Have you ever seen a California Condor? They are simply spectacular. My best and favorite condor encounter was while biking on Gooseberry Mesa. We had stopped to rest and and snack along the cliff edge near The Point, and as we lounged and soaked in the sun, two condors floated in and rode the updrafts around us for a while. They were enormous, other-worldly, wild, free birds looking decidedly uninterested in us, but definitely purposeful on some mystery task. What a treat to see these rare birds, right there in front of us.
I have seen condors other times, most reliable at the observation station in the Vermillion Cliffs area. When my wife and I first visited, we read the sign, which said we could expect to see California Condors above the cliffs, and thought that was ridiculous. Imagine being a few miles down a dirt road, with nobody around, in the middle of nowhere, and trying to believe a sign that says one of the rarest birds on Earth will show up sometime in the next hour or so. We went for a hike to find an old pioneer spring nearby, and lo and behold, on our hike back to the truck, there were condors overhead. If you’re interesting in visiting the Vermillion Cliffs Condor Viewing Site, just click the link for directions.
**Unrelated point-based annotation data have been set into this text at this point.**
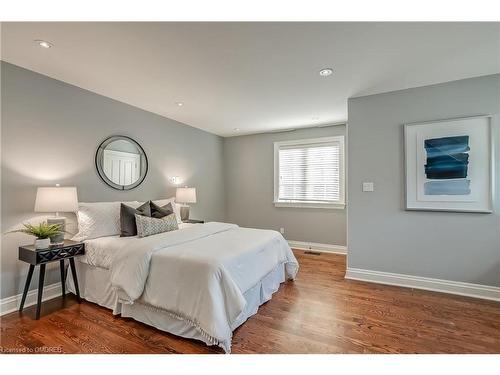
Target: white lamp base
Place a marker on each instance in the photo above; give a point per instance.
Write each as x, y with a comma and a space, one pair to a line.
185, 213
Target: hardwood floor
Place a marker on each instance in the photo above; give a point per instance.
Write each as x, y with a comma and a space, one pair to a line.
318, 313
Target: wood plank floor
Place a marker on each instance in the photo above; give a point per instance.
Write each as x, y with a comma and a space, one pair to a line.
318, 313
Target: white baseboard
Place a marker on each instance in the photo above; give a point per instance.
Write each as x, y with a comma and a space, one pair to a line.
11, 304
326, 248
426, 283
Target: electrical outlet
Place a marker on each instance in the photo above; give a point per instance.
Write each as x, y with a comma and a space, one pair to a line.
368, 186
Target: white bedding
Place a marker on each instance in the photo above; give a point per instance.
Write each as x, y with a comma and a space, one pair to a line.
198, 274
100, 252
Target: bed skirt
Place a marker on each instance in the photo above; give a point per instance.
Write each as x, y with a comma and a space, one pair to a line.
95, 287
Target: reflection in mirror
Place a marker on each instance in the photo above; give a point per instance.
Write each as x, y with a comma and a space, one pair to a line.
121, 162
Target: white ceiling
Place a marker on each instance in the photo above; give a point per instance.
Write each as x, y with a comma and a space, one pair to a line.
257, 77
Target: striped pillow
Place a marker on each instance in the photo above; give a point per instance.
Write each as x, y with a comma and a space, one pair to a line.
147, 226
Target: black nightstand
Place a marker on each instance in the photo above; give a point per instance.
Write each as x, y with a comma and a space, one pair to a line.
68, 250
193, 221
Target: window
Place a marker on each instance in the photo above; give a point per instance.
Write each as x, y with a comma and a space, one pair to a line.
309, 173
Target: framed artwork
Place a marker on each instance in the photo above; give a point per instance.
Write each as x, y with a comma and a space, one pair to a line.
449, 165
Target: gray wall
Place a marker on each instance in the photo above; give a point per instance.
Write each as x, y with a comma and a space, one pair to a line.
50, 132
249, 177
383, 236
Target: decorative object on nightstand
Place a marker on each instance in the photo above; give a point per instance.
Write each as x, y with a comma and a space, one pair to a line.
184, 196
67, 250
43, 232
56, 199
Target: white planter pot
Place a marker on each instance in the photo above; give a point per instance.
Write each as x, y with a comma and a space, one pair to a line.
42, 243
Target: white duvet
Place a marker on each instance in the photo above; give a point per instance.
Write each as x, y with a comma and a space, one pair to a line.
199, 274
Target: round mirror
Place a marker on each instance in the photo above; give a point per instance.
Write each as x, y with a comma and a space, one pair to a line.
121, 162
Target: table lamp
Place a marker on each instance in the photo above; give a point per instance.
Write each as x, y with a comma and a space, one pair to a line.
184, 196
56, 199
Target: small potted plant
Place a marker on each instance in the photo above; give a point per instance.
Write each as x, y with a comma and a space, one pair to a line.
42, 232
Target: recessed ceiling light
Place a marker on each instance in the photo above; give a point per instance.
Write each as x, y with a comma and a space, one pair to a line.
44, 43
326, 72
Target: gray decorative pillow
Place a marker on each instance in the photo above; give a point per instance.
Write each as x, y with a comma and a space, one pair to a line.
159, 212
147, 226
127, 218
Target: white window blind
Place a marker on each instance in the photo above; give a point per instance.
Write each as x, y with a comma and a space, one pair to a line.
310, 172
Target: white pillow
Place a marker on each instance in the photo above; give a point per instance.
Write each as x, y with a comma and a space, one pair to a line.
176, 206
99, 219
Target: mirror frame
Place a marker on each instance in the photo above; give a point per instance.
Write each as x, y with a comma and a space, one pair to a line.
99, 156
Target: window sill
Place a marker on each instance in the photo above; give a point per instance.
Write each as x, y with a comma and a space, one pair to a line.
296, 204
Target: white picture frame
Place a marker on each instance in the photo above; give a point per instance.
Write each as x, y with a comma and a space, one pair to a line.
449, 165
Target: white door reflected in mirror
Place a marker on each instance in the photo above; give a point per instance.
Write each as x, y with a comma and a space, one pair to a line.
121, 162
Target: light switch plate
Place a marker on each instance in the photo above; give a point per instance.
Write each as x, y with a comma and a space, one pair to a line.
368, 186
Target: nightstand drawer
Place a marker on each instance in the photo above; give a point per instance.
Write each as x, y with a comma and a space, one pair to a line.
50, 255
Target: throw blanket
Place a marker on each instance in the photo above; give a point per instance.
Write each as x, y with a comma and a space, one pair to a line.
200, 274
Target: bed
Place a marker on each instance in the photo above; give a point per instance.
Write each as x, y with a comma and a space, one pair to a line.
199, 282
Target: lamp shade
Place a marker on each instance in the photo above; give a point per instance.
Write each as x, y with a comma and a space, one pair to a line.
185, 195
56, 199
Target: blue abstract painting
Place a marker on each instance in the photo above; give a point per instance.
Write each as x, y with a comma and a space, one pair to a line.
447, 166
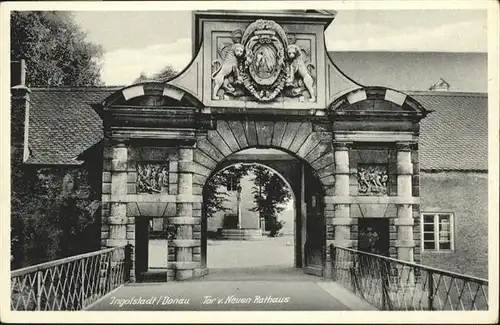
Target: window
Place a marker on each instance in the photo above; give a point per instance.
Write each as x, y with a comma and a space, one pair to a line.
437, 231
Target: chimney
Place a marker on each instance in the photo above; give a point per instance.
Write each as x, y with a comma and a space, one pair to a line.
19, 111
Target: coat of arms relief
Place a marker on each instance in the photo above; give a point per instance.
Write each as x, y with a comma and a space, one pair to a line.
263, 62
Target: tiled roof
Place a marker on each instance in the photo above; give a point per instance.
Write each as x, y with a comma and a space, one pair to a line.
62, 123
453, 137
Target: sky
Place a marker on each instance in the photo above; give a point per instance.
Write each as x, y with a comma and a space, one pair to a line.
146, 41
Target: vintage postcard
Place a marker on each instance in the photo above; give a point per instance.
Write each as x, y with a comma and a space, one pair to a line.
214, 161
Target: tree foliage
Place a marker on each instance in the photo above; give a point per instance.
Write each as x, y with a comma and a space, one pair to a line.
55, 48
167, 73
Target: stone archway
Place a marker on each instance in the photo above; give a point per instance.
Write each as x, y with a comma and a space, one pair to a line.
188, 125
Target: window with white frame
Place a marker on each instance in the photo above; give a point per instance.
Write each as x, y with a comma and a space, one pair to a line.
437, 231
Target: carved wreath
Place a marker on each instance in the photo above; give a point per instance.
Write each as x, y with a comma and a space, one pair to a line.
263, 62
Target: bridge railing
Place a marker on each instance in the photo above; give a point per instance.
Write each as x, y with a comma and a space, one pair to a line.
391, 284
71, 283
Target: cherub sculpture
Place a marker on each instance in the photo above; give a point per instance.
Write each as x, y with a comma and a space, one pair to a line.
297, 66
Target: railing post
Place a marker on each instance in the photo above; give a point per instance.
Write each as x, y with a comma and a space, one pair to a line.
333, 256
430, 290
38, 290
82, 291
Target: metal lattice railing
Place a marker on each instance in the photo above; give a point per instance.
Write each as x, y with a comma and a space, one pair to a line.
391, 284
71, 283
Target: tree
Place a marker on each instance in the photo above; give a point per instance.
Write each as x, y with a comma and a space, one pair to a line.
271, 194
56, 50
215, 199
167, 73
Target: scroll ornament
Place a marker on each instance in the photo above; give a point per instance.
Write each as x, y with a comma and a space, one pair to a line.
372, 180
262, 63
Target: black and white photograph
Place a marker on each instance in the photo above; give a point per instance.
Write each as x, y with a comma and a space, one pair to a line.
315, 157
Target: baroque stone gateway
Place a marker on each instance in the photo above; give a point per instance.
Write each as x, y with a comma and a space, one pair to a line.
263, 62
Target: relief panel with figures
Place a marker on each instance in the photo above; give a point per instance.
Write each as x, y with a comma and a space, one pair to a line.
264, 63
152, 177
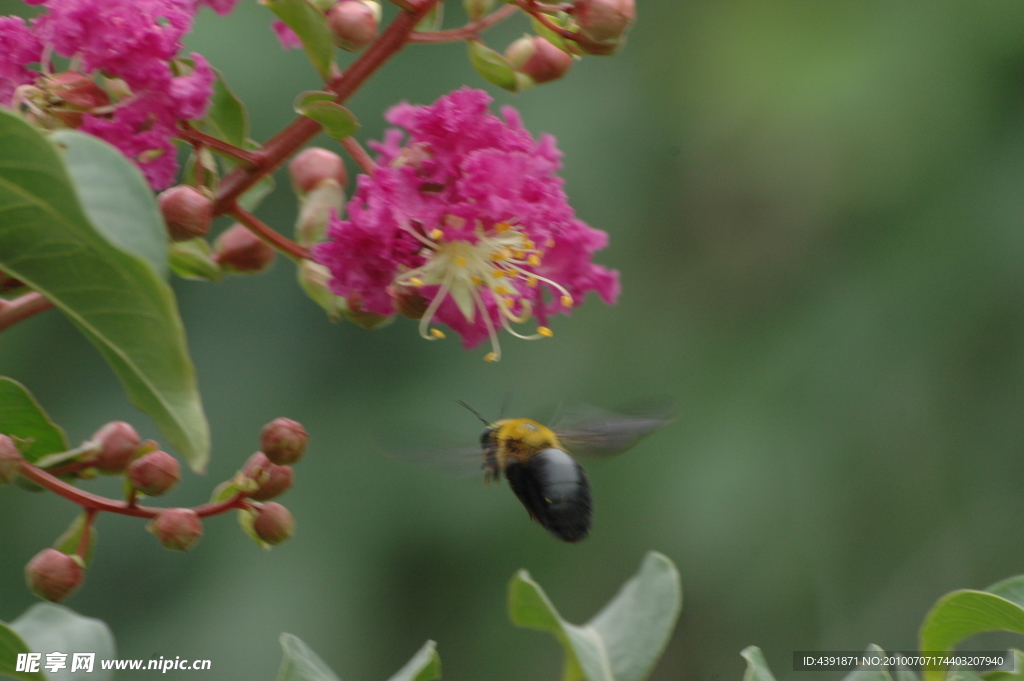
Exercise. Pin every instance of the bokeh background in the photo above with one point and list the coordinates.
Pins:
(817, 209)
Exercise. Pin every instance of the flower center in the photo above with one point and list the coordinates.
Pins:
(503, 260)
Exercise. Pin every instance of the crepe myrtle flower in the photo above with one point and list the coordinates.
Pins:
(465, 222)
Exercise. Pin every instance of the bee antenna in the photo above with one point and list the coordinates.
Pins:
(477, 414)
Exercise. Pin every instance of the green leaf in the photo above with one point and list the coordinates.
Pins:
(495, 68)
(309, 25)
(962, 613)
(1000, 675)
(192, 259)
(623, 641)
(117, 299)
(69, 541)
(48, 628)
(227, 119)
(757, 667)
(869, 673)
(301, 664)
(425, 666)
(22, 418)
(337, 121)
(116, 197)
(10, 645)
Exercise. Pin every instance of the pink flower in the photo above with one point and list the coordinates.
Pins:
(469, 214)
(288, 38)
(17, 47)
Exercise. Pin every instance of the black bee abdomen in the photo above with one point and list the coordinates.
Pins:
(554, 488)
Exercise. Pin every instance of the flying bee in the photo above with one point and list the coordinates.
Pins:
(536, 460)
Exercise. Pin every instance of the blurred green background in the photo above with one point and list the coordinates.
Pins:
(817, 209)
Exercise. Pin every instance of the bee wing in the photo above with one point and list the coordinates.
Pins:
(442, 452)
(590, 431)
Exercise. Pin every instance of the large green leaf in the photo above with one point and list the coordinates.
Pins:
(24, 419)
(623, 641)
(48, 628)
(962, 613)
(117, 299)
(116, 197)
(309, 25)
(301, 664)
(757, 667)
(10, 645)
(425, 666)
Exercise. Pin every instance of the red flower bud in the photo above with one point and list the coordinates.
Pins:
(177, 528)
(52, 575)
(155, 473)
(187, 212)
(604, 20)
(284, 440)
(241, 250)
(273, 523)
(273, 479)
(353, 24)
(10, 460)
(313, 166)
(118, 441)
(538, 58)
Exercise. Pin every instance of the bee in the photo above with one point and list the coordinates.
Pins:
(536, 460)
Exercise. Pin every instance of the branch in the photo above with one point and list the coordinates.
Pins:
(301, 130)
(465, 33)
(264, 231)
(22, 308)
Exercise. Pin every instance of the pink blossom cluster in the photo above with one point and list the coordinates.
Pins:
(469, 214)
(133, 44)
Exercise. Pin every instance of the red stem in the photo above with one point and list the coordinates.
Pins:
(264, 231)
(466, 32)
(301, 130)
(94, 504)
(22, 308)
(354, 149)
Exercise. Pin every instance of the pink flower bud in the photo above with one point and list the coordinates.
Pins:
(604, 20)
(272, 479)
(273, 523)
(10, 460)
(52, 575)
(353, 24)
(187, 212)
(284, 440)
(118, 441)
(242, 251)
(313, 166)
(177, 528)
(155, 473)
(538, 58)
I can’t call myself a proper bird lover or condor connoisseur, but I do enjoy reading the updates on their health and progress from time to time. Ranger Marker Marshall of Grand Canyon National Park recently released a lengthy update on the U.S. captive and wild condor populations, which tells lots of good, short stories about how various condors and condor pairs are doing. Spring brings news of nesting and eggs, of course, and Marker tells us which birds are succeeding in growing the condor population. Looks like we almost had breeding pair in Zion, but unfortunately the male bird consumed some lead and had to be captured for treatment. Hopefully, they will succeed in helping come back to us.